I expect the integration between dataflows and Desktop to only get better over time[4], but for today, there’s still an easy path if you want to use Power BI Desktop to author your dataflow entities.

As a closing word of caution, please be aware that not all data sources and functions that work in Power BI Desktop will work in dataflows. If you’re using a data source for the first time, or are using a new function[5], you’ll probably want to test things early to avoid a potentially unpleasant surprise later on.

 


[1] I’ve mentioned this technique in a few other posts, but I’ve heard a bunch of questions in recent days that makes me believe that the word isn’t getting out.
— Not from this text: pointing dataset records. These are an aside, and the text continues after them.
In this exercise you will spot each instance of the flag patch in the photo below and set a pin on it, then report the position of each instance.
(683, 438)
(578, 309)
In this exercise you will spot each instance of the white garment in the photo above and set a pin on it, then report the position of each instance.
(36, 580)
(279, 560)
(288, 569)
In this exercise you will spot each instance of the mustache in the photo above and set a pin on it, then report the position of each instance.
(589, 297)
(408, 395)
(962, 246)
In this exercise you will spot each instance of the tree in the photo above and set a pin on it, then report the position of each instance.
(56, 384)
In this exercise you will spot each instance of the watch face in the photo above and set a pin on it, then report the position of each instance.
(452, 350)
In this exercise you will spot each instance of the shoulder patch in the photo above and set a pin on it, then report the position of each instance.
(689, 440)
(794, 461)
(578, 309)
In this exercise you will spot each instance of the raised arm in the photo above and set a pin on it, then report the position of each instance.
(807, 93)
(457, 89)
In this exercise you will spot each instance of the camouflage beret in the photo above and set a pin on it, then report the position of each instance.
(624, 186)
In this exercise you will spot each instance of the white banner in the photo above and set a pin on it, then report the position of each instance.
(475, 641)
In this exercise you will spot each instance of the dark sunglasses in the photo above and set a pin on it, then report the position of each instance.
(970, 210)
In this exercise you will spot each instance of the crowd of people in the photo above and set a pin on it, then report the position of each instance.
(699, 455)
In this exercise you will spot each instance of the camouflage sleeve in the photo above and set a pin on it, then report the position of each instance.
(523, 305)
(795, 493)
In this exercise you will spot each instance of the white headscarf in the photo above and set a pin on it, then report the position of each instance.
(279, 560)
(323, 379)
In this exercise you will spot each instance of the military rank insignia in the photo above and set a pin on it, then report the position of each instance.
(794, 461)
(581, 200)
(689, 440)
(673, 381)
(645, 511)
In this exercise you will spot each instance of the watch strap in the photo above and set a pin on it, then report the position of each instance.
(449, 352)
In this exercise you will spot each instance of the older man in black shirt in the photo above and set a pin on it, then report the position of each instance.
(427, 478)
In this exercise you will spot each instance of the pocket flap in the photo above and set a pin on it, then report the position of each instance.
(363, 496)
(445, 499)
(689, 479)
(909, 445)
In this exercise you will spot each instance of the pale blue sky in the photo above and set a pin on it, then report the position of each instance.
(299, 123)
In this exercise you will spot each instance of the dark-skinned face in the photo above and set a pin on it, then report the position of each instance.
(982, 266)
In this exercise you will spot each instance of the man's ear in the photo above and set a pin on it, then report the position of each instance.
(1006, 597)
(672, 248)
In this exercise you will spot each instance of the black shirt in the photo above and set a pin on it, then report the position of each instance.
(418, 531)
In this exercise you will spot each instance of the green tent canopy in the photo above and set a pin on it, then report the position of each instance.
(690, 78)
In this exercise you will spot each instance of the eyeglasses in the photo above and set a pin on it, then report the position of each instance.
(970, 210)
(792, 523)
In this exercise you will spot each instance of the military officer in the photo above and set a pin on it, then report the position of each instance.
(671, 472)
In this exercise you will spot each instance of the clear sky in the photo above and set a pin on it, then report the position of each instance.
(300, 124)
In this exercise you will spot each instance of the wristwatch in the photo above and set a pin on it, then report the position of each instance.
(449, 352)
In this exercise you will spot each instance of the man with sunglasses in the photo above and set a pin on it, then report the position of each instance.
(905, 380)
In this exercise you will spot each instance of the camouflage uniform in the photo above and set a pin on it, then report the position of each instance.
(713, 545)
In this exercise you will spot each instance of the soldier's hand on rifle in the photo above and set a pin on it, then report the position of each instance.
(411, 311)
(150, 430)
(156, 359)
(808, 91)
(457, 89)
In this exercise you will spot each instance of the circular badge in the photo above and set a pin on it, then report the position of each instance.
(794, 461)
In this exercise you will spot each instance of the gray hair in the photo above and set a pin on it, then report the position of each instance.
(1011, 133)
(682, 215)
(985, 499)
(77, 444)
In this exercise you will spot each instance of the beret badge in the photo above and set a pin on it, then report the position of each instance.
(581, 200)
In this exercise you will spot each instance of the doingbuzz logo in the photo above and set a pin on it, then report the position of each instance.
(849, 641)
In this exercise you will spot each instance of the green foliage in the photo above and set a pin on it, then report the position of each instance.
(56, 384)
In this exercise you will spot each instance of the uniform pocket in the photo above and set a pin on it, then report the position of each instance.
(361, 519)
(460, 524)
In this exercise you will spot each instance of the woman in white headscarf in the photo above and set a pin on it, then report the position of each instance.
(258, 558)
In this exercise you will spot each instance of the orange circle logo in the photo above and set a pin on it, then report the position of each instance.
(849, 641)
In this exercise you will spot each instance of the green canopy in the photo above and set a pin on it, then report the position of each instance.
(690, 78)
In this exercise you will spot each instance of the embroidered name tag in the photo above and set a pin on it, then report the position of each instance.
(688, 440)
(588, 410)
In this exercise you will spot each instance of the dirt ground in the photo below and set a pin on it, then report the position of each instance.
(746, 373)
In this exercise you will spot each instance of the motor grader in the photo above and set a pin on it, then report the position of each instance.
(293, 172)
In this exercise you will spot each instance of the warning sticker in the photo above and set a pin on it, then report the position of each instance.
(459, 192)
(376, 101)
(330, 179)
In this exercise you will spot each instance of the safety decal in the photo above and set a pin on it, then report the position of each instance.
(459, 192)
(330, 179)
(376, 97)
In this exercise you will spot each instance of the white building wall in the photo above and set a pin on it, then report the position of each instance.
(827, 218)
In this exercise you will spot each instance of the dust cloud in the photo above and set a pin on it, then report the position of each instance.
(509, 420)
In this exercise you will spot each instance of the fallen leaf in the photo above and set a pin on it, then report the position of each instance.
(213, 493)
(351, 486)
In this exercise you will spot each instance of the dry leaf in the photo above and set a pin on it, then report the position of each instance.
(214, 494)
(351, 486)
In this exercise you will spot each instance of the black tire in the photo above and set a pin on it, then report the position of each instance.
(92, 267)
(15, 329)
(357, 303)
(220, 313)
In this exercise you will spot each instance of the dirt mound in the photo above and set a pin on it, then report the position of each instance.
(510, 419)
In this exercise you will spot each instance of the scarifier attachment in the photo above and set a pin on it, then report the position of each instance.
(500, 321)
Hopefully this post will help.

[2] I’m writing this post from the WordPress Windows app – even though the app offers nothing that the web editor does not, and actually appears to be the thinnest of wrappers around the web editor.

[3] And they all relate to the fact that Power BI Desktop is just so awesome, nothing compares to it, and although the Power Query Online editor is useful and good, it hasn’t had a team making it better every month, year after year.

[4] Please remember that this is my personal blog, and that even though I’m a member of the Power BI team, I’m not working on either dataflows or Desktop, so what I expect and what will actually happen aren’t always well aligned.

[5] Like Html.Table, which is not yet supported in dataflows. Darn it.